Peristiwa di atas, menurut hemat penulis merupakan salah satu indikator dampak dari sistem pendidikan di Indonesia yang ‘masih gagal’. Guru, dihadapan siswanya sudah tidak ada harganya lagi. Banyak bahkan mayoritas siswa ‘jaman now’ tidak memiliki unggah-ungguh terhadap gurunya, berkata maupun bertindak tanpa didasari sopan santun. Realitas ini relevan dengan pernyataan Muhaimin yang mengatakan bahwa indikator kegagalan pendidikan agama Islam di Indonesia dalam menggarap sikap dan perilaku keberagamaan peserta didik dan membangun moral dan etika bangsa adalah membudayanya ketidakjujuran dan rasa tidak hormat anak kepada orang tua, dan guru. Menurutnya lagi, Lickona menyebutkan beberapa indikator yang harus diwaspadai sebuah bangsa akan mengalami kehancuran salah satunya adalah semakin rendahnya rasa hormat kepada orang tua dan guru (Muhaimin, 2011: 154).
Padahal, guru adalah penyampai kebenaran. Ketabahan dan keikhlasan mengabdi kepada guru merupakan syarat pokok untuk meraih keberhasilan menempuh pendidikan. Secara implisit pembahasan mengenai interaksi guru dan murid, Az-Zarnuji menulis dalam kitabnya Ta’lim al-Muta’allim:
إعلم بأنّ طا لب العلم لاينال العلم ولاينتفع به الاّ بتعظيم العلم وأهله وتعظيم الأستاذ وتوقيره.
“Ketahuilah, sesungguhnya orang yang mencari itu akan memperoleh ilmu dan tidak akan dapat mengambil manfaatnya tanpa mau menghormati ilmu dan gurunya.

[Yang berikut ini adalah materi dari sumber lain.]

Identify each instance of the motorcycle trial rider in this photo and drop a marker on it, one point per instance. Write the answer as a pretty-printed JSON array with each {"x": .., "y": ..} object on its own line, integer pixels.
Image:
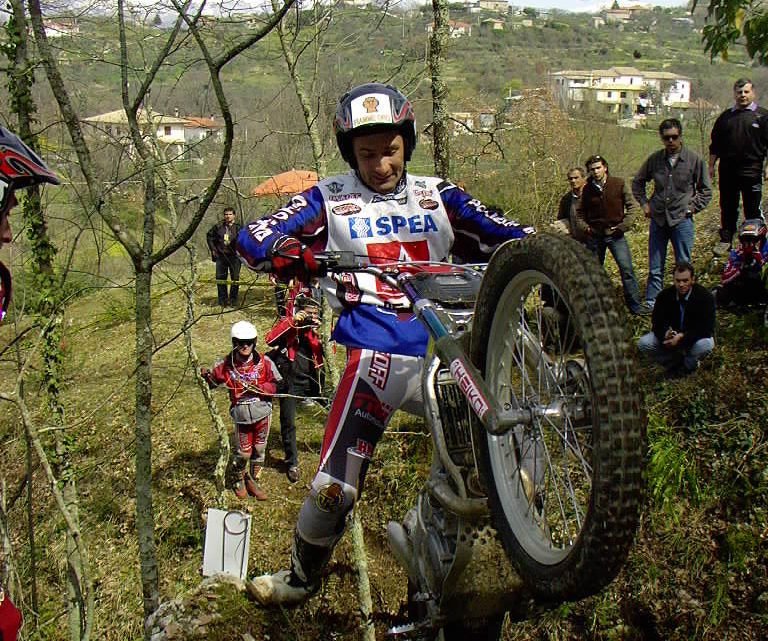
[
  {"x": 20, "y": 167},
  {"x": 382, "y": 214}
]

Maka diperlukan revitalisasi pendidikan karakter yang telah didengung-dengungkan pemerintah, agar terbentuk manusia Indonesia yang tidak hanya memiliki kompetensi pengetahuan dan psikomotorik saja, namun lebih memiliki moral/akhlaq yang mulia. Semoga tragedi tragis yang menimpa guru honorer Ahmad Budi Cahyono di Sampang Madura ini menjadi pelajaran yang berharga bagi kita semua, bahwa pembentukan akhlaq haruslah menjadi garapan utama di sekolah maupun di madrasah.